Todos os anos, há 10 milhões de casos de violência doméstica nos Estados Unidos e mais de 47 mil suicídios. A paralisação aumentará esses números, aumentando proporcionalmente o custo de US$1,5 milhão por vida salva. As ligações para os serviços de ajuda a pessoas com transtornos mentais aumentaram quase 900% desde a quarentena.

A verdade inconveniente é que nenhuma medida é capaz de salvar vidas. Elas só podem compensar vidas. Medidas boas resultam numa troca positiva. Mas não sabemos dizer se a troca foi positiva antes de analisarmos sobriamente os custos de se salvar uma vida. E não podemos fazer isso até que deixemos de lado essa bobagem de “se isso for capaz de salvar ao menos uma vida”.

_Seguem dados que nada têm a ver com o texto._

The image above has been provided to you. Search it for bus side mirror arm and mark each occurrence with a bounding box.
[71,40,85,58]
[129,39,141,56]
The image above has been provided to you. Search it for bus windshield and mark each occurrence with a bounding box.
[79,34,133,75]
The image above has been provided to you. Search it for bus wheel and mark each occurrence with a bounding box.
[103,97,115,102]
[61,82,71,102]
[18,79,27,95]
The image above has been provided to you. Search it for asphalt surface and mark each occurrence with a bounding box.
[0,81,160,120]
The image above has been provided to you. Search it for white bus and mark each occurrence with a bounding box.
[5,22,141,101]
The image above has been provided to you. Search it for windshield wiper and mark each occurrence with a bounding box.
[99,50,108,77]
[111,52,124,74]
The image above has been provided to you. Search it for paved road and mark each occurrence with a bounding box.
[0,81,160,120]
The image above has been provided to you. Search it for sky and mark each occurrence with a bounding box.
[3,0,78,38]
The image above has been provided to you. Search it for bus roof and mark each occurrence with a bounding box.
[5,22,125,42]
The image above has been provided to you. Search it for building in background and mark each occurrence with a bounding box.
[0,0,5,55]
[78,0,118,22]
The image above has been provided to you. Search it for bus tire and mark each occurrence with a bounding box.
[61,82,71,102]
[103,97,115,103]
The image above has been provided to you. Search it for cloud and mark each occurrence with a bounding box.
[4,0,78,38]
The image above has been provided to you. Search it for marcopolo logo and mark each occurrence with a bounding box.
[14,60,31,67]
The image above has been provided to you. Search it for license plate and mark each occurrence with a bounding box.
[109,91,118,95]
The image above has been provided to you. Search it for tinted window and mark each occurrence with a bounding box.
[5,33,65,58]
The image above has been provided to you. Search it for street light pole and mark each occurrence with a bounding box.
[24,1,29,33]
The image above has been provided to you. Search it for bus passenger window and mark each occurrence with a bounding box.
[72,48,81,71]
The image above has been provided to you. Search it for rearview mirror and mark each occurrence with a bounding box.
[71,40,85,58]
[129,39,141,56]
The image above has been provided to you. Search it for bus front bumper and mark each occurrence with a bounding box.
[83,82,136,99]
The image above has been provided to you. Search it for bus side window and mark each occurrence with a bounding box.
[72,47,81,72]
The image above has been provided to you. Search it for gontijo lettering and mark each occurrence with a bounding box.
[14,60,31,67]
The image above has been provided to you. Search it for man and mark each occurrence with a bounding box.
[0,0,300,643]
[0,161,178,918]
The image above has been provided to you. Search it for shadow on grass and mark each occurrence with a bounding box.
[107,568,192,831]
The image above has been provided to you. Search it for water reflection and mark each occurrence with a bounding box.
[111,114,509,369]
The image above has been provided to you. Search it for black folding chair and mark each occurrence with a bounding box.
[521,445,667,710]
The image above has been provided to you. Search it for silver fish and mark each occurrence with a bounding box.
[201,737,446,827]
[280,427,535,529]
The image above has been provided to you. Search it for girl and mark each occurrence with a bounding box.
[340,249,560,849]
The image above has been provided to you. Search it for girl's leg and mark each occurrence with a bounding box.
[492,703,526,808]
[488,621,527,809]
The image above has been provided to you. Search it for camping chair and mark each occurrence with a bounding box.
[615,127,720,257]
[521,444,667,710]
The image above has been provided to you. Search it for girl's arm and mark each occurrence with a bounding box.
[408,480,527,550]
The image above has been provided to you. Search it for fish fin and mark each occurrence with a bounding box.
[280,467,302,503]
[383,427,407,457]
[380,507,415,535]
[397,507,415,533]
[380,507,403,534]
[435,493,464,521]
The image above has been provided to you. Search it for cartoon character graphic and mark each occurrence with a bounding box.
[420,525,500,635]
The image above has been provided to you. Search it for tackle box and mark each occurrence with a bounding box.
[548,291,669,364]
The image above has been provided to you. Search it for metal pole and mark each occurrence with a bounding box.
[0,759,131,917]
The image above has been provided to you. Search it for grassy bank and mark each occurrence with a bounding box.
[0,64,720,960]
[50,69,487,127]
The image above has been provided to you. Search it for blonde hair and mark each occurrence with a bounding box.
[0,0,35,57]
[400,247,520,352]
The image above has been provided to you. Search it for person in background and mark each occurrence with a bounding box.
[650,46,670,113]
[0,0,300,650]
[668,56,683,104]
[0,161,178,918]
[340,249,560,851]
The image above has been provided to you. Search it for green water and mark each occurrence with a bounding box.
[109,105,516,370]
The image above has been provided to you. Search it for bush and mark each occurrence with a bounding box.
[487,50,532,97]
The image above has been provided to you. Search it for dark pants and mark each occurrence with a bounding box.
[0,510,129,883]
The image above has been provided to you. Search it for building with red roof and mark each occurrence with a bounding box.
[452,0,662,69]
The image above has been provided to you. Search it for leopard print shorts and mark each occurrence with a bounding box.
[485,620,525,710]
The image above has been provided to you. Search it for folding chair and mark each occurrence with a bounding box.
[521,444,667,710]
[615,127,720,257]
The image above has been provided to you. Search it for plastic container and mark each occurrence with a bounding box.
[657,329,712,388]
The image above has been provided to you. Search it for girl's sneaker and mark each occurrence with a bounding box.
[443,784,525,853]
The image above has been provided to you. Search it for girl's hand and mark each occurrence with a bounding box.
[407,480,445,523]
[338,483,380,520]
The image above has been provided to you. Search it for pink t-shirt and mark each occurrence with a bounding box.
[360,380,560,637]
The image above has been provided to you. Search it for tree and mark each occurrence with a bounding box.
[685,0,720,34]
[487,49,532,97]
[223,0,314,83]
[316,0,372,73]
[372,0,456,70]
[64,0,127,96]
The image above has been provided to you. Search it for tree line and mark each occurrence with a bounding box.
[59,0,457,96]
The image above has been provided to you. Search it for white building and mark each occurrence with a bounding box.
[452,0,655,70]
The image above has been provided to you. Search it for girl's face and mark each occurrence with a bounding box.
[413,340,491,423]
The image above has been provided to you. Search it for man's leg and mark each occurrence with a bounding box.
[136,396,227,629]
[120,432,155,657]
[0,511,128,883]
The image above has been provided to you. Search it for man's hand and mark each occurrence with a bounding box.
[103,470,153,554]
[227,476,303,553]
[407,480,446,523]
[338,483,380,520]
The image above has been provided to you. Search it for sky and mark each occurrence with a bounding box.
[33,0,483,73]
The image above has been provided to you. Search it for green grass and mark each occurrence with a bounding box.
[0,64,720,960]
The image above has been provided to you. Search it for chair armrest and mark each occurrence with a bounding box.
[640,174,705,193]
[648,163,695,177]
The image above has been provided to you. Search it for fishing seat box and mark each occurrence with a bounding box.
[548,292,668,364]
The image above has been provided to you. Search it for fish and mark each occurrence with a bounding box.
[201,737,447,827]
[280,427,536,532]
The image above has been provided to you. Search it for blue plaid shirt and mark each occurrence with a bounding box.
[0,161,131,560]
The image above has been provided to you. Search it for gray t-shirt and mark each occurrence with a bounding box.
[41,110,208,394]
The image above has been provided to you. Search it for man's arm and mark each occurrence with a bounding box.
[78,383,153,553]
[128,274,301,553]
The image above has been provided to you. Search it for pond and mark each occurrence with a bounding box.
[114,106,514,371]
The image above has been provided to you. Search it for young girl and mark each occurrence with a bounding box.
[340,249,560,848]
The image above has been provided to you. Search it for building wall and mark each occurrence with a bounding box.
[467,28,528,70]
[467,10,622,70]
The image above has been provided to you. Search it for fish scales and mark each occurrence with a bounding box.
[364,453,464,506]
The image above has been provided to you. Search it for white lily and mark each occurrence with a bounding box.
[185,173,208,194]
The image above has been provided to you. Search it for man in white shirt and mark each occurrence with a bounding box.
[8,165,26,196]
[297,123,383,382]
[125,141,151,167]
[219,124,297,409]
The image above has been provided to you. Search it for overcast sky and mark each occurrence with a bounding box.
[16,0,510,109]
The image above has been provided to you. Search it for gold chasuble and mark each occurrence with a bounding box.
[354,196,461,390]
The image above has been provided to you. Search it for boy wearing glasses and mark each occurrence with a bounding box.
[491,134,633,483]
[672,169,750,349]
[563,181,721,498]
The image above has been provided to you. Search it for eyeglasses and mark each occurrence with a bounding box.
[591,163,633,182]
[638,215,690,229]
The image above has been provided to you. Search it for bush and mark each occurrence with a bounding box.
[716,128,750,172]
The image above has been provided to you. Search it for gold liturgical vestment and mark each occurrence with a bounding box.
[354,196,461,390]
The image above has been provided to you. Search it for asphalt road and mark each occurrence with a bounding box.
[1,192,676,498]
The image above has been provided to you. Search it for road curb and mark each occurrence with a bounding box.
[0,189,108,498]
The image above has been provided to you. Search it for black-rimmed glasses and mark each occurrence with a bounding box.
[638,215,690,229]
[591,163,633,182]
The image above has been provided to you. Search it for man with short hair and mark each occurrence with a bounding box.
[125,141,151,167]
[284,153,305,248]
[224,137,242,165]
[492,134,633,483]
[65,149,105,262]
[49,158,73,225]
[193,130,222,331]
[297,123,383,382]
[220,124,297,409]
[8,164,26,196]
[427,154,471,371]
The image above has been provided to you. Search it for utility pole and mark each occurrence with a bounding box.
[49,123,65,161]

Não sabemos qual a taxa de letalidade do vírus porque não realizamos exames aleatórios em massa na população. Não sabemos o custo econômico da quarentena porque nunca paralisamos nossa economia antes. O que sabemos é que as medidas criadas para impedir a disseminação do vírus a qualquer custo nasceram mais do medo do que de uma preocupação verdadeira com a vida. Já está na hora de analisarmos com sobriedade os custos dessa paralisação.

Dr. Antony Davies é pesquisador na FEE, professor de economia na Duquesne University e coapresentador do podcast Words & Numbers.

James R. Harrigan é diretor do Centro de Filosofia da Liberdade na Universidade do Arizona e pesquisador na FEE. Ele também é coapresentador do podcast Words & Numbers.